Developing data sharing governance with partners impacted system design significantly and should be considered as early as possible. Governance development should include involvement from partners, experienced legal experts, and data extraction stakeholders, and should be revisited during each incremental cycle. Governance stakeholders played a crucial role in system requirement definition from the design, content, and the technical mechanics of how data would be shared, and the methods used to access the resulting data.
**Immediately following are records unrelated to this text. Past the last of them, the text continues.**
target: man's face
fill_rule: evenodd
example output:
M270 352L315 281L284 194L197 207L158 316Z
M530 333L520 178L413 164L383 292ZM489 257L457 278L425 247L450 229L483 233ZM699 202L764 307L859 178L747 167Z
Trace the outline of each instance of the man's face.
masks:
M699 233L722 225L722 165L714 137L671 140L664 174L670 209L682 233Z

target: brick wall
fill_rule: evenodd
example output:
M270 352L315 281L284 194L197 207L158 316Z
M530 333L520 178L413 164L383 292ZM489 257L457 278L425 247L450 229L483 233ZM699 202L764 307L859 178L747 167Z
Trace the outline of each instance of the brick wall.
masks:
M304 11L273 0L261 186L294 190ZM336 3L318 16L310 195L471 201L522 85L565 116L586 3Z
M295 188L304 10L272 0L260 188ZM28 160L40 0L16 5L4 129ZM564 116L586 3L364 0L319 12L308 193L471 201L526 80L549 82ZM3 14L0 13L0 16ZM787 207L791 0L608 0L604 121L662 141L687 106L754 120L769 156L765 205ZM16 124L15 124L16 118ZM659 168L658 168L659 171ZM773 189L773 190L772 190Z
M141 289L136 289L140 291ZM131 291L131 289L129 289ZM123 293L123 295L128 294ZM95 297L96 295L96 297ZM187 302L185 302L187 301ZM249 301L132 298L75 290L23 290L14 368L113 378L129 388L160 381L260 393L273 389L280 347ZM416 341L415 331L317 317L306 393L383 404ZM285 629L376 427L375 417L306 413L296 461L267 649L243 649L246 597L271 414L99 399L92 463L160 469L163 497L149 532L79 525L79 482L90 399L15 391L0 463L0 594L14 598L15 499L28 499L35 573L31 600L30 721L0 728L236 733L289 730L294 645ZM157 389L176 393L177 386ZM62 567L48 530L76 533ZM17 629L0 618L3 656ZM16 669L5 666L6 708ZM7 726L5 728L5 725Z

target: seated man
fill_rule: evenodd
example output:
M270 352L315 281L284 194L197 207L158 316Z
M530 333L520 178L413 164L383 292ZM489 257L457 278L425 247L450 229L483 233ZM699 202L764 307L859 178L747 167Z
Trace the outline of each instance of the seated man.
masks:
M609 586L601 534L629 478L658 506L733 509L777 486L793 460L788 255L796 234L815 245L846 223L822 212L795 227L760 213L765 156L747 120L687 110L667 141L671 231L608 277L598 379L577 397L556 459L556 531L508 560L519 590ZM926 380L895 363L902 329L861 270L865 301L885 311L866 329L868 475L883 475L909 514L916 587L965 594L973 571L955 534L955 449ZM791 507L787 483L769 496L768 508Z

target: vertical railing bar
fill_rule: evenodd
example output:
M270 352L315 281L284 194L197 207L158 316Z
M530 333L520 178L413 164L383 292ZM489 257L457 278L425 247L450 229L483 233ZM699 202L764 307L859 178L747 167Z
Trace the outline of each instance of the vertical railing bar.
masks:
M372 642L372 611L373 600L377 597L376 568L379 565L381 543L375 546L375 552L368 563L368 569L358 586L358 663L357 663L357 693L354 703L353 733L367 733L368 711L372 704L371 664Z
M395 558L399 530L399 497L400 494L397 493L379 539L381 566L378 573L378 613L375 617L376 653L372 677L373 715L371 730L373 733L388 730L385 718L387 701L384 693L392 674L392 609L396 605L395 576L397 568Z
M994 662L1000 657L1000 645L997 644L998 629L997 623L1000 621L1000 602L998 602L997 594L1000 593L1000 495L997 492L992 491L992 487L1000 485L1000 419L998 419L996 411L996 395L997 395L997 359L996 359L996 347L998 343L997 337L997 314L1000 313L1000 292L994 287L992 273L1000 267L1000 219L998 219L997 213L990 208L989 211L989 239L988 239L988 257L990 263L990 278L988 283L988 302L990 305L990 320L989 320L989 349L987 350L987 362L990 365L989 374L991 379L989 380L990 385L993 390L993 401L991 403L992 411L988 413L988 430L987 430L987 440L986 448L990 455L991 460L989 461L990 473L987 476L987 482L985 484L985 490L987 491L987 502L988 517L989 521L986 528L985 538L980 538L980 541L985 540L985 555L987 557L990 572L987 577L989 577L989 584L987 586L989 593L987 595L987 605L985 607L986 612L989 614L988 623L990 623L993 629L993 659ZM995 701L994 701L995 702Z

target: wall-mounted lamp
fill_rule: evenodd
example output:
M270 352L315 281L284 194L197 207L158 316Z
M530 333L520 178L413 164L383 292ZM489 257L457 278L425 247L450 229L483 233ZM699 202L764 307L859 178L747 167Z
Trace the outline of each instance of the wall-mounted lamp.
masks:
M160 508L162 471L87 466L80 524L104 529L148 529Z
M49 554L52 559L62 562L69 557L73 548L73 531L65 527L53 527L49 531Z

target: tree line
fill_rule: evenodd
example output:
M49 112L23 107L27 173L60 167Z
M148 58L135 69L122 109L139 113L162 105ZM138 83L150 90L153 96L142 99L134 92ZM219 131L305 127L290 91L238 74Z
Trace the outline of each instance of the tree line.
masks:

Lessons learned highlight the importance of flexibility in implementation management, the on-going complexity of aligning data across each data site, challenges in engaging users, the impact of governance issues on design, and the need to focus on system utility in the early stages of development to sustain development across multi-disciplinary teams. Developing trusted environments is complex and critical for project success and in the cases of these pilot projects, achievable with appropriate resources.
4.2. Limitations
Limitations include the inability to compare the number of cycles and the overall resources and costs needed for these pilot architectures to other similar efforts, given clear baseline data on these metrics with other existing architectures have not been published consistently. However, we were able to use a reasonable number of cycles for each of these pilot projects and stay within resource constraints. We report on only a single approach for developing these architectures, which did not allow for comparisons or testing of different software development models. Future studies could address testing multiple software development models, particularly given convergence and definition of aspects of these models remains an active area of discovery.
5. CONCLUSION
We found that our spiral based PCF model was crucial for creating collaboration between our two pilot projects building functional federated data sharing architectures and provided great utility for promoting success and evaluating challenges within each pilot project. Multiple national efforts have and continue to invest in the development of novel network-based data sharing infrastructure development for research and cross collaborations would strengthen this work and likely increase success. The PCF model may help identify and establish necessary relationships and early detection of barriers within and between teams. Finding cohesive methods that focus on building appropriate early use cases, bringing in users, and systematically building trust among partners are needed to increase implementation success of data sharing architecture development projects.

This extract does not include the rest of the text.